当然,论文也留下了一些问题。例如,Mamba 在更大规模、更复杂对齐流程、多轮对话和工具调用生态中的表现,还需要后续工作验证。Transformer 不只是一个结构,也已经发展出非常成熟的训练、微调、部署和生态经验。Mamba 要真正成为通用基础模型骨干,还需要证明自己在这些环节同样可靠。

我的理解

这篇论文给我的最大启发是:模型结构的进步不一定来自更复杂的堆叠,有时来自重新理解一个旧问题。SSM 并不是新东西,RNN 也不是新东西,门控机制同样不是新东西。但 Mamba 把这些线索重新组织起来,用“选择性”解释序列压缩问题,再用硬件感知算法让它真正跑得起来。

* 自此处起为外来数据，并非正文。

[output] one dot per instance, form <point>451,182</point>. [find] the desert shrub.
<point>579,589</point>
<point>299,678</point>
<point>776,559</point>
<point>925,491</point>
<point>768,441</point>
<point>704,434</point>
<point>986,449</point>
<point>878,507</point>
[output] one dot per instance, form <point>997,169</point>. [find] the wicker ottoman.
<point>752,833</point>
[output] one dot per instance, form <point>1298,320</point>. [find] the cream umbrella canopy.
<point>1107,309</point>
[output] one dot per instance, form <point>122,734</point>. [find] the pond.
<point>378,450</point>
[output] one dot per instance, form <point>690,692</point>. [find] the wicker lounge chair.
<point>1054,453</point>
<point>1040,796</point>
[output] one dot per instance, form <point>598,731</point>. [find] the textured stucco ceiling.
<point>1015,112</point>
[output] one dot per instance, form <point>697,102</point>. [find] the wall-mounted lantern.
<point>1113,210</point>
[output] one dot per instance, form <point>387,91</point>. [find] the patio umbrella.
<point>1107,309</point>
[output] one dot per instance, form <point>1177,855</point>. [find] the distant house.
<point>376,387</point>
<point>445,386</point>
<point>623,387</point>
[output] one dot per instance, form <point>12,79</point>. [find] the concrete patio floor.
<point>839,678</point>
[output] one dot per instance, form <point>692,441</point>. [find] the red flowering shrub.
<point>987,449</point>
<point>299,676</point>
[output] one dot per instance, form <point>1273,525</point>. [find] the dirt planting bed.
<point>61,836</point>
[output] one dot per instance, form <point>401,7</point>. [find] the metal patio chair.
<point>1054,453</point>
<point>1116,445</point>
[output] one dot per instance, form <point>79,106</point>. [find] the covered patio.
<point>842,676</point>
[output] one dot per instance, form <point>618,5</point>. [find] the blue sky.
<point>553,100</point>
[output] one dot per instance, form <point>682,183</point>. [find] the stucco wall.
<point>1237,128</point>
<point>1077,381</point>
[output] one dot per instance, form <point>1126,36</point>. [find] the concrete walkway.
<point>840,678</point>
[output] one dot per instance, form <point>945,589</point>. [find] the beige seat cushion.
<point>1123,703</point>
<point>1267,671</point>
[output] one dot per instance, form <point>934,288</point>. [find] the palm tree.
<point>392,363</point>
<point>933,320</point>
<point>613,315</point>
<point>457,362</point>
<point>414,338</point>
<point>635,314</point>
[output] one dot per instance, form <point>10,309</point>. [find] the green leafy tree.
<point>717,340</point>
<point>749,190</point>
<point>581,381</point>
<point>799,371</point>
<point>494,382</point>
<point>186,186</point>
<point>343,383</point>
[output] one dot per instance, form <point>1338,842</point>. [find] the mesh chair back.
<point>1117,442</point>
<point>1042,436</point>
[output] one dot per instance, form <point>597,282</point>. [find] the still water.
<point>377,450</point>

如果用一句话概括,Mamba 想做的是:用线性时间维护一个有限状态,但让这个状态知道什么时候记、什么时候忘、什么时候读出来。这个思想很朴素,也很有力量。

对学习者来说,读 Mamba 不只是了解一个新模型,更重要的是看到论文如何把建模能力、复杂度和硬件实现放在一起考虑。一个模型能不能成为大模型骨干,不只取决于公式漂不漂亮,也取决于它能不能在真实硬件上高效训练和推理。Mamba 的意义,正在于把这几件事放到同一张桌子上讨论。